У меня мороз по коже пошел. А ведь действительно, Игорь — не только мой, он еще и ангельский ребенок. Что, если они и вправду с самого рождения другие? И что мне теперь с этим гением делать? Может, уже не погремушки, а букварь пора покупать? А через год, глядишь, на выпускные экзамены везти — с подушкой, чтобы хоть нос до парты дотянулся?
Я поняла, что нужно срочно с кем-то поговорить. И не просто с кем-то, а с теми, кто о таких детях не понаслышке знает. Похоже, вопрос о моем присутствии на Тошиной и Галиной свадьбе решился сам собой.
9 декабря.
Вот и состоялся наш первый выход в свет.
О том, чтобы оставить Игоря с кем-нибудь дома, даже речи быть не могло. Во-первых, он уже начал ползать. По-пластунски, конечно, но, освоив плавательные движения в воде, он вскоре и на суше начал отталкиваться ногами и подтягиваться на локтях, и пространство кроватки его уже явно не удовлетворяло. Кончились мои спокойные дни! Все то время, что он не спит, а бодрствует он уже час-полтора между кормлениями, мне приходится находиться с ним в спальне, устраивая ему поиски одного священного Грааля за другим. Когда я матери об этом рассказала, она от меня отмахнулась — мол, у всех родителей первый ребенок гениальный. Вот и оставь на нее этого путешественника!
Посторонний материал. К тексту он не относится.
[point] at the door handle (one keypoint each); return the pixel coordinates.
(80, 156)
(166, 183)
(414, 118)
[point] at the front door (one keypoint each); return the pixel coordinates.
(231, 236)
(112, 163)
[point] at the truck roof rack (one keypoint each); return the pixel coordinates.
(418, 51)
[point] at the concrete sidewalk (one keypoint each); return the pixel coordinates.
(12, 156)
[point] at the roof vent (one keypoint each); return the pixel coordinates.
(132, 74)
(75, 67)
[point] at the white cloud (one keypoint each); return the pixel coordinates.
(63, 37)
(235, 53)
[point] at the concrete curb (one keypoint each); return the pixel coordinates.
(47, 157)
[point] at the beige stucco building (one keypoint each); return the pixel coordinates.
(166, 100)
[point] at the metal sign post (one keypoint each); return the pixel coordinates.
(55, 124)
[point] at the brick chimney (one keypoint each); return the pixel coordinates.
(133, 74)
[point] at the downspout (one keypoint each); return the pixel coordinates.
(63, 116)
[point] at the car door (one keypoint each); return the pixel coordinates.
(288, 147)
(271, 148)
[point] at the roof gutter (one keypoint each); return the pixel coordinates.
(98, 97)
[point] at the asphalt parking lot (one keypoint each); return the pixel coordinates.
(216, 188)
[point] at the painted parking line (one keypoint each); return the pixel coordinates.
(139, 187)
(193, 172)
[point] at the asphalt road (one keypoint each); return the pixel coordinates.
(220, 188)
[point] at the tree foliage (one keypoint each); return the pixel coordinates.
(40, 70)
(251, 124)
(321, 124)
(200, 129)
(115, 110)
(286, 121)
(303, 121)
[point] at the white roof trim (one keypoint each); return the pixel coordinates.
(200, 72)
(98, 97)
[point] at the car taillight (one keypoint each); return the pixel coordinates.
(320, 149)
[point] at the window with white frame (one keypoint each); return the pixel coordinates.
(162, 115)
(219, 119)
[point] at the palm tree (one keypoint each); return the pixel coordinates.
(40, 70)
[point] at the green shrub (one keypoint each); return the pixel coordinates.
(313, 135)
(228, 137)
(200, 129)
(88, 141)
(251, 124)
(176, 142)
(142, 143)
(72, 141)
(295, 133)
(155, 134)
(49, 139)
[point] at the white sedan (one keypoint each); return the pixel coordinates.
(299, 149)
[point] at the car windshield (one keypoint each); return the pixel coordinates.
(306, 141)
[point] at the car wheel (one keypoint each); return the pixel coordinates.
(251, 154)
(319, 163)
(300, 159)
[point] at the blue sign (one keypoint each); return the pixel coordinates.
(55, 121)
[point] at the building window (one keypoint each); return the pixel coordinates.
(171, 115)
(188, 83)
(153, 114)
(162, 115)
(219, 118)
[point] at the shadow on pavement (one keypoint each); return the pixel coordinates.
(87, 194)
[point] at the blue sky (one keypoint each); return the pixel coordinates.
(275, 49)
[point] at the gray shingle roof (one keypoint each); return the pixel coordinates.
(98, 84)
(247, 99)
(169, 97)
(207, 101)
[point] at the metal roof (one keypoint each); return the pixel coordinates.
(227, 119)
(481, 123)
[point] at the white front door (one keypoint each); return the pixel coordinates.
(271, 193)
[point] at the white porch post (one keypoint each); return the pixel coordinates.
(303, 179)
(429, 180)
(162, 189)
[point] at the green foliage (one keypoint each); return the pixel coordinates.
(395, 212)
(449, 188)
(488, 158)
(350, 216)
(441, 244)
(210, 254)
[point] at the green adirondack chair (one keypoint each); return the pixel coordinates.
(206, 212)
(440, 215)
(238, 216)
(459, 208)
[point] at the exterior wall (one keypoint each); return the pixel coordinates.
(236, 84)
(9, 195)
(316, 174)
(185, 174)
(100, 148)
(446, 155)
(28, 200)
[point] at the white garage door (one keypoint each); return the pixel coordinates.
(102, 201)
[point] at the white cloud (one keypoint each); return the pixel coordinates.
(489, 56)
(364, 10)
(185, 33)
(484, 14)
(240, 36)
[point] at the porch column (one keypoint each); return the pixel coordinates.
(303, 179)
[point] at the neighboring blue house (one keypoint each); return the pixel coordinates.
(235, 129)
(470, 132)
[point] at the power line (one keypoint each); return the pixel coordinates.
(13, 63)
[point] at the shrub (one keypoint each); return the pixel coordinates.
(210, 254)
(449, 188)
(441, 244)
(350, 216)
Кряхтит он при этом, кстати, так, словно действительно в тяжеленных рыцарских доспехах передвигается. Но явно не злится — просто упорно и методично движется к своей цели. Интересно, а это у него от кого? Неужели целеустремленность моих родителей через поколение перепрыгнула? Вот и бегай теперь вокруг кровати, ставя ему эти цели! Спустить его на пол, в манеж, я пока еще не решаюсь — в любой момент может, устав, клюнуть носом и так и заснуть пятой точкой кверху. А дело к зиме — просквозить на полу может.
Во-вторых, мне было страшно подумать, как он воспримет незнакомые или малознакомые лица. Все это время к нам мало кто наведывался — сначала мы сами всех попросили подождать с визитами, а потом в задержавшейся теплой погоде вирусы разбушевались. Моего ангела никакие болезни не берут (кроме того случая, конечно, когда он в первый свой приезд к реке «моржа» из себя изображать начал), а вот для всех остальных мы на всякий случай карантин у себя объявили.
Кстати, на руки Игорь даже к моему ангелу идти не хочет — вот нечего было ребенка разносами своими пугать! Он предпочитает быть со мной, разглядывая отца издалека. И, как на днях выяснилось, не просто наблюдая. Я уже давно заметила, что в ответ на улыбку он тоже всегда улыбается и, когда я с ним говорю, шевелит губами, словно беззвучно повторяя за мной. А теперь вдруг начал, прислушиваясь к ежевечернему отчету моего ангела о прошедшем дне, резко дергать правой ручкой, почти в точности копируя его любимый жест.